Koenig analyse aussi les conséquences de la “politique des sanctions” US qui accélère, – paradoxalement jugeront certaines, – cette dé-globalisation en favorisant le développement d’économies locales alternatives, d’économies nationales, le développement aussi de canaux d’échanges complexes voire parfois clandestins, qui compliquent et diversifient énormément l’économie en produisant par conséquent des effets de fracturation et d’atomisation de la globalisation. A cette aune où les considérations stratégiques et politiques qui évoluent dans un très grand désordre où réapparaissent les grandes forces principielles conduisent l’économie et non le contraire, on est orienté vers un monde évoluant dans le sens contraire à celui qu’ont imposé depuis des décennies les “globalistes”.

... Cela n’est d’ailleurs pas nécessairement pour déplaire aux vœux affichés de Trump qui veut redynamiser la production nationale aux USA, dans la plus belle logique protectionniste et isolationniste.

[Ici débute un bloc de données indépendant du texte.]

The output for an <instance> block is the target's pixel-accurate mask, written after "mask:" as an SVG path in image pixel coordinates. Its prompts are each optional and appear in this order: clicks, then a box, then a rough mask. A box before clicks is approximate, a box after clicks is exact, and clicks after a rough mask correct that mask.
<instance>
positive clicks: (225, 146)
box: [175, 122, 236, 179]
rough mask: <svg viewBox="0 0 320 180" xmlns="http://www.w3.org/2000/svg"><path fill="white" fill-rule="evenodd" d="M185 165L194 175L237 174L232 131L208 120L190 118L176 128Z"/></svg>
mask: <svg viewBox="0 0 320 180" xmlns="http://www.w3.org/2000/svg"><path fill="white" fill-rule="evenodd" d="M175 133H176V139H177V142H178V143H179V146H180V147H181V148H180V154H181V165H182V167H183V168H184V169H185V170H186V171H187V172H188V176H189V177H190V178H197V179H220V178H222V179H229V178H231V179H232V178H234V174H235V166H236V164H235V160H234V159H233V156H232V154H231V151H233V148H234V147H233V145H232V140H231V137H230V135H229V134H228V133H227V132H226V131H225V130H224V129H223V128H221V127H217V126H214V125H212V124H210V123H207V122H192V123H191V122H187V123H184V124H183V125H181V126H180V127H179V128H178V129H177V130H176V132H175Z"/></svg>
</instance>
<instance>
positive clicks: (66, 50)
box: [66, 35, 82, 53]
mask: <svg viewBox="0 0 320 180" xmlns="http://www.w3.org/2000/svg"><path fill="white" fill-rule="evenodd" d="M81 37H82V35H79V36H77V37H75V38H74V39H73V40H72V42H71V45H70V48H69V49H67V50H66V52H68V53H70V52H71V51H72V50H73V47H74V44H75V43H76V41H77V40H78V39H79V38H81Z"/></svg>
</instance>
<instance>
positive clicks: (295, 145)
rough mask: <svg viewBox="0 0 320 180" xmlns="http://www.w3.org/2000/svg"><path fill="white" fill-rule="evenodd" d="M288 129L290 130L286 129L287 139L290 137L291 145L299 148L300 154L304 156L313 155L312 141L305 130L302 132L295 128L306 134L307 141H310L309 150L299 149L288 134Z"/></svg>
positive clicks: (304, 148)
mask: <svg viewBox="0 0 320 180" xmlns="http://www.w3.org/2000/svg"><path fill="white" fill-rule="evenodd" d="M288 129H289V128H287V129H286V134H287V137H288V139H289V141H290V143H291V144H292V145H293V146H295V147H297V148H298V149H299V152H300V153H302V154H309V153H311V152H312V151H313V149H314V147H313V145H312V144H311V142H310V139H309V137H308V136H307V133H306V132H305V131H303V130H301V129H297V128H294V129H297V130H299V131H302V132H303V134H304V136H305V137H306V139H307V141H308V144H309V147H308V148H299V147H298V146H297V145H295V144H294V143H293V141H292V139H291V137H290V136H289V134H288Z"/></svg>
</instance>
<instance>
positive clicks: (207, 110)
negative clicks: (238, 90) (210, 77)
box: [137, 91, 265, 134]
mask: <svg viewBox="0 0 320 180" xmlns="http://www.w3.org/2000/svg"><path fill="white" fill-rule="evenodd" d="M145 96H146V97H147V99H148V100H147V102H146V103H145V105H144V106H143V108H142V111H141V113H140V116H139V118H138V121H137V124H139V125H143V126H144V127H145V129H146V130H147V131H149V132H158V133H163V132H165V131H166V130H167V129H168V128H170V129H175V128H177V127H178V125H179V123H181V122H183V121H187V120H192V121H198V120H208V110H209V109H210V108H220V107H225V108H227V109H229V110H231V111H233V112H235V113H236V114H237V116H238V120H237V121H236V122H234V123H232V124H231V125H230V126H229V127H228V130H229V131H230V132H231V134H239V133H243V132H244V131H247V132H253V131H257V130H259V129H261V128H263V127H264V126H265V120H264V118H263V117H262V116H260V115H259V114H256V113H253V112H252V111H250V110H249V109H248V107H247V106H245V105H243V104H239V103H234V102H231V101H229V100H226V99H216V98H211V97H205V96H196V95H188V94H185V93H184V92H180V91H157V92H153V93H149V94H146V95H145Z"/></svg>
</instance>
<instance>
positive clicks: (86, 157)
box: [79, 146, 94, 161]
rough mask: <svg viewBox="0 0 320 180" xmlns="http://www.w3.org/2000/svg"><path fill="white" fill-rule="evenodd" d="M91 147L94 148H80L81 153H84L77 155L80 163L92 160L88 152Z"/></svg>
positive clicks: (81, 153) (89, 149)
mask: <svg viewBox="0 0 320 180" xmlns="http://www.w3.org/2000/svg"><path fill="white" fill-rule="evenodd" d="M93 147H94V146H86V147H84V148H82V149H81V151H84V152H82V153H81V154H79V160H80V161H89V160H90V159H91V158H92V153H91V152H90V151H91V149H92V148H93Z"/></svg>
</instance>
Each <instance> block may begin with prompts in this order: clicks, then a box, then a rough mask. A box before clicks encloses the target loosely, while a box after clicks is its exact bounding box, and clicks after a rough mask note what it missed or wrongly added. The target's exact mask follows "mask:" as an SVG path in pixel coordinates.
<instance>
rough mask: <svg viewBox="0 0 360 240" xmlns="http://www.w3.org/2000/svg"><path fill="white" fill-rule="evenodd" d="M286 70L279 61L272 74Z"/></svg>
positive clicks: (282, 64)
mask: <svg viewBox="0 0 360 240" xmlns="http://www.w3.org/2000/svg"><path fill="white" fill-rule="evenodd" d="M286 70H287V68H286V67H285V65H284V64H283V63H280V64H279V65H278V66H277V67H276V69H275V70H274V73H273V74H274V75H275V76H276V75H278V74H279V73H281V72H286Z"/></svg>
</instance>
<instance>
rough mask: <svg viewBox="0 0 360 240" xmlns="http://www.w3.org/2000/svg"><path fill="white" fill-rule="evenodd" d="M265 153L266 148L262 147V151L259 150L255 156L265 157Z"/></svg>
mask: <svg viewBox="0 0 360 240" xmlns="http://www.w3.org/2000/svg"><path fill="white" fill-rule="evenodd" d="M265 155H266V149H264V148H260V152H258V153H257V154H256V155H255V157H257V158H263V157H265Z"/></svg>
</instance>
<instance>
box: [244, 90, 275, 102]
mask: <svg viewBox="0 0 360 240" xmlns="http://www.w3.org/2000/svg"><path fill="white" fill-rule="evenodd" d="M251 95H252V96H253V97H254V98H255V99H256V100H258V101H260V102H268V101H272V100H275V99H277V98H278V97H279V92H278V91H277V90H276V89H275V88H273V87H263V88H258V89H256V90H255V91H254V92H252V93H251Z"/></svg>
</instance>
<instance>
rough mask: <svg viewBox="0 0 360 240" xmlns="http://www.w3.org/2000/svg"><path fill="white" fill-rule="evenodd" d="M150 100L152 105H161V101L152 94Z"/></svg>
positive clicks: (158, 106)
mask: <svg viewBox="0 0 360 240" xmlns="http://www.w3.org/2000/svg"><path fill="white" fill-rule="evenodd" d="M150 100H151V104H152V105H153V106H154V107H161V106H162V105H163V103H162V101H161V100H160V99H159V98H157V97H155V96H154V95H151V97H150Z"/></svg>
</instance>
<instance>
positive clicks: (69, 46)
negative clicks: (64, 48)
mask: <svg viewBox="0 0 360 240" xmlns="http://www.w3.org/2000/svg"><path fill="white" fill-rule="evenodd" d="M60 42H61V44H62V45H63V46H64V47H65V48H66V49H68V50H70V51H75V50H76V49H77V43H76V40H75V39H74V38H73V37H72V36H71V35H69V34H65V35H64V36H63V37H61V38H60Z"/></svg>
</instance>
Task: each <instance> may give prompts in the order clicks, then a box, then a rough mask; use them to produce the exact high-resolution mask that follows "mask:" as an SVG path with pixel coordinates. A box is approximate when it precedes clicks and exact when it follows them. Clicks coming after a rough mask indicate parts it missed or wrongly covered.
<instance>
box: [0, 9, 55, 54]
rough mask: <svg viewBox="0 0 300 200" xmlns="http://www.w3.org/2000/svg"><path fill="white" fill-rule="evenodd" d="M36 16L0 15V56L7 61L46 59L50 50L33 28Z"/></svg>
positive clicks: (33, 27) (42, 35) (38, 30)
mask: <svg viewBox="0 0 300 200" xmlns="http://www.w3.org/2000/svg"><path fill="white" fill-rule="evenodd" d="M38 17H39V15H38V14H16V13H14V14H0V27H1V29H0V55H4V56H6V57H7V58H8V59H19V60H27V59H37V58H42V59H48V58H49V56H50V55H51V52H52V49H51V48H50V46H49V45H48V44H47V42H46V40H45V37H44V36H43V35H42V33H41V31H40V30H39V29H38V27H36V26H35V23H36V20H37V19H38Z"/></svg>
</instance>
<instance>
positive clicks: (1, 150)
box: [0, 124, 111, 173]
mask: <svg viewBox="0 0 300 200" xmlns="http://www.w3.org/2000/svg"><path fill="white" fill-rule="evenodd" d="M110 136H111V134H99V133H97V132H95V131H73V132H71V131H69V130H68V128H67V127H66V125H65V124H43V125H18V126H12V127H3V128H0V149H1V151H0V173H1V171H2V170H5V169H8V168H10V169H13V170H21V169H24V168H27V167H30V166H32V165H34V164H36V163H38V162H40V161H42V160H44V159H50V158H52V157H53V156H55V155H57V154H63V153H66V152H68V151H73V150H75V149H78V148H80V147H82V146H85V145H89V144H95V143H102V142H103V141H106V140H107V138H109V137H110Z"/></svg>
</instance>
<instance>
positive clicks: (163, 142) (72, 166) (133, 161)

Autre chose est de savoir s’il y parviendra, compte tenu de l’état terrifiant de la “situation profonde” des USA (pendant de vérité-de-situation de l’“État profond”), – et alors, dans la négative, son action conduirait à une fragmentation et à une atomisation des USA, ce qui conclurait victorieusement la dé-globalisation par la destruction de la source même, puissance inspiratrice de la globalisation comme moyen d’hégémonie par supériorité économique effective, écrasante, au sortir de la Deuxième Guerre mondiale.

Nous-mêmes, nous avions développé cette thèse, mais selon un jugement général de grande politique et selon des éléments de collapsologie (déstructuration, dissolution, etc.) plutôt que selon des constats économiques précis, le 6 juillet 2018. Nous rappelons ici un des passages de cette Analyse :

« Déstructuration de la déstructuration du monde

» ... Ce qui est remarquable, c’est que l’offensive protectionniste US devrait être selon la logique théorique et symbolique des choses, la chose la plus inattendue et la plus improbable dans la mesure où elle attaque directement cette globalisation qui est le grand’œuvre des États-Unis depuis 1945. Nous laissons ici de côté les causes et arguments des uns et des autres, les jugements sur Trump et sa singulière façon de gouverner, les appréciations sur les comportements d’affolement, de surprise terrorisée, de colère furieuse, essentiellement de la part des “alliés” des USA. C’est que, justement, il n’y a plus d’“alliés”...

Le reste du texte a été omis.